By Mark Richardson
Texas News Service
AUSTIN, Texas – Texas is probably not the first place you think of when it comes to renewable energy, but the Lone Star State leads the nation in wind power.
How a state built on oil and gas has moved to the top of the heap took good planning and knowing which way and where the wind blows.
Cyrus Reed, conservation director of the Lone Star Chapter of the Sierra Club, says in the 1990s, the state’s energy planners set goals for renewable power, and it took off from there.
“As of the end of last year, we had over 15,000 megawatt of installed capacity,” says Reed. “And last year, for the first time, wind became the third highest generation source we have behind gas and coal.”
Reeds adds a key to the growth of wind power in Texas has been the development of transmission line networks that bring the power to users in population centers.
He adds the growth in wind energy is also benefiting the state’s environment, removing carbon dioxide from the equivalent of over 5 million cars each year.
The Texas wind power industry currently ranks first for both installed and under-construction capacity and employs almost 25,000 people.
Reed said when Texas deregulated the energy market in 2002, it split the industry into retailers, generators and transmission companies, and wind energy got its start.

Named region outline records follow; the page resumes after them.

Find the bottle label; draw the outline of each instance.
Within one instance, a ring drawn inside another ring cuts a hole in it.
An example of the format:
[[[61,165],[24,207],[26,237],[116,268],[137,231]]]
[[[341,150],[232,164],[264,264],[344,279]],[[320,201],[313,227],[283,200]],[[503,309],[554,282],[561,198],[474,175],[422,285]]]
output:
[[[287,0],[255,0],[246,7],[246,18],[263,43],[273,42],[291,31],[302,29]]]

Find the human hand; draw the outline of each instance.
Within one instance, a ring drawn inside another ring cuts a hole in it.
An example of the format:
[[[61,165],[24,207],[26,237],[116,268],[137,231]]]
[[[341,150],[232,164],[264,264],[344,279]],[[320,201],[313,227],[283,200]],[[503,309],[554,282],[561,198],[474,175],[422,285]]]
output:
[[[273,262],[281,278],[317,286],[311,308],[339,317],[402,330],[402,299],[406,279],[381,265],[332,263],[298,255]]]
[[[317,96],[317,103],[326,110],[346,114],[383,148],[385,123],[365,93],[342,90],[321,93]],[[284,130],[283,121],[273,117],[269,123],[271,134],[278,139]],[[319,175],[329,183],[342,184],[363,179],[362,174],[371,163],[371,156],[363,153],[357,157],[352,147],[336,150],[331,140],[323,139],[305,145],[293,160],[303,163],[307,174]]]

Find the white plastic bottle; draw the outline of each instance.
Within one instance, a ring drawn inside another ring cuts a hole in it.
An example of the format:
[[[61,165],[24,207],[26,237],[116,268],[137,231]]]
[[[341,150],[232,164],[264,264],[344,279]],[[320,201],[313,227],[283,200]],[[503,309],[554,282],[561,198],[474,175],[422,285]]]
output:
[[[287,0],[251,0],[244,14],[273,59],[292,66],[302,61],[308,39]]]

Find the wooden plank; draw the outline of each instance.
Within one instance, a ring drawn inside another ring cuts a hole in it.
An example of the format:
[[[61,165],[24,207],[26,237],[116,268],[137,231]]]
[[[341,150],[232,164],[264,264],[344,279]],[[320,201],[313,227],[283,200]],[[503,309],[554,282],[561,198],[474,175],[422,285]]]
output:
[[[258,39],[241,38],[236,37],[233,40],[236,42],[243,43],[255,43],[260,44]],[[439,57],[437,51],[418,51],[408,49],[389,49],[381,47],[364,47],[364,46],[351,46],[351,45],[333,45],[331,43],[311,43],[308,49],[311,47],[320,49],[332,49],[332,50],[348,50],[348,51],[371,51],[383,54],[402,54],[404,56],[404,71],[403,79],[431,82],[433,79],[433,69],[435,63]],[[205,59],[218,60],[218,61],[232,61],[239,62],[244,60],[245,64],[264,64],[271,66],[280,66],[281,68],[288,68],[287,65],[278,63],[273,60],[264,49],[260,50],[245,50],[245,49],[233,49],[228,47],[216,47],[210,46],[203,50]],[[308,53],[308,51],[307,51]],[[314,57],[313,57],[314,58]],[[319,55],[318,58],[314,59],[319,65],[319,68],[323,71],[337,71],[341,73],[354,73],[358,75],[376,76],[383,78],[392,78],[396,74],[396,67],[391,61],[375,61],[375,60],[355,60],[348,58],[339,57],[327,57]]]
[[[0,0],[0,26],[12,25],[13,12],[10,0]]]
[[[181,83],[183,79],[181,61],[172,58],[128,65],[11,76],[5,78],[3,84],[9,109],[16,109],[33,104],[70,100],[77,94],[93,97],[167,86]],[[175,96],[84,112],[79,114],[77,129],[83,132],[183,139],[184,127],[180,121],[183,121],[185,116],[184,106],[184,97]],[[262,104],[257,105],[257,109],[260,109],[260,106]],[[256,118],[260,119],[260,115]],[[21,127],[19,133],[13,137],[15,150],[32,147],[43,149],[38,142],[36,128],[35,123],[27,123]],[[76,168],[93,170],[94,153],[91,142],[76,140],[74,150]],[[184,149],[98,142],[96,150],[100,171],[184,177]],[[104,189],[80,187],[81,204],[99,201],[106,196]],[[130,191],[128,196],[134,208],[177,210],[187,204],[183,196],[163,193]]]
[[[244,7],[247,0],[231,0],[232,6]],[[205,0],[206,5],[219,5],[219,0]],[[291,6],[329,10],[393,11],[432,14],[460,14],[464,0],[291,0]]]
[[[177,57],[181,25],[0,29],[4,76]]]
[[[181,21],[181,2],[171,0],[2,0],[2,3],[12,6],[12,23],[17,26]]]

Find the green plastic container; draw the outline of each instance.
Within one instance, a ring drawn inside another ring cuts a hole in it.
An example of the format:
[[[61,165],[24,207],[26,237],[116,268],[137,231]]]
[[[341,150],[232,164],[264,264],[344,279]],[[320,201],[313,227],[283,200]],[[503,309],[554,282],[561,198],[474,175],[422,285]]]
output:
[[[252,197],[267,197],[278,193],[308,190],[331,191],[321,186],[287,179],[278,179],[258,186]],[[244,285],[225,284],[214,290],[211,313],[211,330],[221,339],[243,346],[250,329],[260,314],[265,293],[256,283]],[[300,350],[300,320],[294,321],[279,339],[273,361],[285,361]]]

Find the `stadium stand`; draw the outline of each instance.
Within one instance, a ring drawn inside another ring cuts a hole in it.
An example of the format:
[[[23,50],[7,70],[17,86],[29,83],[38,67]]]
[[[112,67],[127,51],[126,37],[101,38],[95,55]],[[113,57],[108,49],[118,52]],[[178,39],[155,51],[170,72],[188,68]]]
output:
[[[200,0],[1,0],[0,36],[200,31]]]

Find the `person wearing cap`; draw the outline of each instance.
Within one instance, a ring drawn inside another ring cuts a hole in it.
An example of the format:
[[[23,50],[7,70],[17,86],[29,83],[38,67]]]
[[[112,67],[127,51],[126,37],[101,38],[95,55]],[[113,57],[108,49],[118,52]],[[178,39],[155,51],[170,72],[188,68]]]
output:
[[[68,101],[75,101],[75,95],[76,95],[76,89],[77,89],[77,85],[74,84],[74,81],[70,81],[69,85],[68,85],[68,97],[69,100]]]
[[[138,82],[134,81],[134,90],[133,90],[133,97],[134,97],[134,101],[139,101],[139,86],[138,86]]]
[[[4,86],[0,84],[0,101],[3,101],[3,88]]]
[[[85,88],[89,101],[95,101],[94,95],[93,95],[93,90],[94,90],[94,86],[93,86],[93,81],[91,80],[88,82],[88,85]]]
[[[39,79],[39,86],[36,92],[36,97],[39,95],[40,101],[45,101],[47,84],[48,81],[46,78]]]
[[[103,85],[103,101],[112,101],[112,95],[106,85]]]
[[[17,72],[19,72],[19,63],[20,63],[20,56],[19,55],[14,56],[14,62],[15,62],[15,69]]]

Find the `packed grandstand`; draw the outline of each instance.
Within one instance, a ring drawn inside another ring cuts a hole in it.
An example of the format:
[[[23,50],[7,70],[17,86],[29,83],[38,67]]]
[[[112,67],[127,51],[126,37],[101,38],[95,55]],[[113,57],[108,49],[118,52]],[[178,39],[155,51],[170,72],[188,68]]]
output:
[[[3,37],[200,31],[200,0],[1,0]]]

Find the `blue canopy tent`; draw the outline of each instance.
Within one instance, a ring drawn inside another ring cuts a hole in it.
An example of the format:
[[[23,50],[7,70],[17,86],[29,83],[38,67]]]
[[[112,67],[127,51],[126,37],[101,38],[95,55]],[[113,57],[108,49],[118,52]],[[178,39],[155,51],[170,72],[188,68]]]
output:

“A policy at the beginning that was preferential to wind started it, but now it’s really the market itself, which values energy that doesn’t cost anything to produce,” Reed says. “The cost is in the production of the turbines, but once you put them in the ground, there’s not much operations to it and the fuel is free.”
Texas is home to about 40 wind turbine manufacturers, and the wind industry has a total capital investment of almost $33 billion.
The Department of Energy estimates Texas could produce enough wind energy by 2030 to run about 15 million homes.